I have my _really_ important files that are cumbersome to recreate like a <50kb jpg of my signature for those annoying forms, scans of my identity cards, etc, in ~/Documents/important
I have my to-read stuff in ~/Documents/books
All my other files are slammed together in ~/Downloads. I search through the folder using everything.exe (on windows) or fsearch(on linux).
That already covers the 90% case, and for the rest recoll maintains a search index that even stores file contents (including zip,pdf,xml-based stuff like office files). It works well. These days I hear everything.exe itself supports searching within files.

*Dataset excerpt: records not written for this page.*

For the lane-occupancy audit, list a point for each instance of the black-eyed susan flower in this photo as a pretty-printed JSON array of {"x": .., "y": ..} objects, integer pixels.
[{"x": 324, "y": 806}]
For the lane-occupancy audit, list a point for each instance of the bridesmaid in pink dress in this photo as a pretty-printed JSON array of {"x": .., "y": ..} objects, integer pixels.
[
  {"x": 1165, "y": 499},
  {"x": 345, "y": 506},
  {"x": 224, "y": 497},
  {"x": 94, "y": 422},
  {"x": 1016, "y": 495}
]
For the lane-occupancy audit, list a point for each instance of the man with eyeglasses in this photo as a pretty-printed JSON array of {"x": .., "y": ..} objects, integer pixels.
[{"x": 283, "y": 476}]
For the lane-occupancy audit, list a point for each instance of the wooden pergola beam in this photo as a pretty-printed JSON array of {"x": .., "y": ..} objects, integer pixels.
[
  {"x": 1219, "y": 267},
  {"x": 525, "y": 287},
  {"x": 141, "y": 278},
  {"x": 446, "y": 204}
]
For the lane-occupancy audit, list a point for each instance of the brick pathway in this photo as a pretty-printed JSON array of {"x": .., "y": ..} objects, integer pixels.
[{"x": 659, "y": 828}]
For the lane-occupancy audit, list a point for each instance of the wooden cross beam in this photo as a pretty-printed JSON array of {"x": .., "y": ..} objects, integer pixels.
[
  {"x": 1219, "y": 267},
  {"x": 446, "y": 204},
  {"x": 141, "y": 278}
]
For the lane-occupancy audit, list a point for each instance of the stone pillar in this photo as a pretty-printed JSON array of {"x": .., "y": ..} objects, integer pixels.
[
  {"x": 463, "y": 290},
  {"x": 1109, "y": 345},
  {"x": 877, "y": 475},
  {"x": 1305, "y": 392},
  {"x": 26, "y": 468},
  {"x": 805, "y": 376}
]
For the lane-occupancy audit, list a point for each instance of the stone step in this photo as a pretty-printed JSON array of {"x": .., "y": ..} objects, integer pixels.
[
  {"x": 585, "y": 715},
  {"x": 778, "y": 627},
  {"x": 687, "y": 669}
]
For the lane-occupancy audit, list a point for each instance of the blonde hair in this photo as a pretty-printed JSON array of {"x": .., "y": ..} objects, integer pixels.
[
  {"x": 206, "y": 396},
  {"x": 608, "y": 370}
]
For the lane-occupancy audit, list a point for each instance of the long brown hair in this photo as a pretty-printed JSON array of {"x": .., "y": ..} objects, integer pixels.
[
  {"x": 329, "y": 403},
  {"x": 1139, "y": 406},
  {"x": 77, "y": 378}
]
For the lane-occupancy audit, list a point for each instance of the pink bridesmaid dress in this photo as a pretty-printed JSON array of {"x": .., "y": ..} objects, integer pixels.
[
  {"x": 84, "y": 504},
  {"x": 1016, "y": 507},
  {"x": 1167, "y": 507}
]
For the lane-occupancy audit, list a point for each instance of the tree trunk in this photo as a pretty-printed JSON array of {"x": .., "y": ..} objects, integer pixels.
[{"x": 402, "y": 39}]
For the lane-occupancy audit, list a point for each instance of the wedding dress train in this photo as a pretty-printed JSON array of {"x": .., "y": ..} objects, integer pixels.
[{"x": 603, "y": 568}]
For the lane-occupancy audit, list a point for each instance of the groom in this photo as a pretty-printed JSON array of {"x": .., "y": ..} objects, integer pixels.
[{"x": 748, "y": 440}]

On the other hand, I'm really picky about properly hierarchically organizing code files in any SW project I do, and proper hierarchical organizing of the app folder of any app I make. As for tags, the only reason I see myself using them is for pictures. It can enable a deterministic version of Google photos search. But I'm happy with Google photos search for now.
My files are mostly org-mode/org-attach-ed stuff, linked in notes so they physically reside in a cache-like structure, accessed via search&narrow.
Classic taxonomies are a thing of the past.
I'm going to admit that I didn't read the whole article.
I remember about 10-15 years ago that there were a lot of photo organizers that supported tagging. Tag the events as birthday or the people's names. I saw a lot of people who would then post "My photo organizer has been discontinued and I spent years organizing by tags. How do I migrate all the tags to another photo editor."
The hierarchical file system is kind of a lowest common denominator. I can copy a directory structure from ext4 to brtfs to zfs to ntfs to exfat to macos or whatever and have the same organization.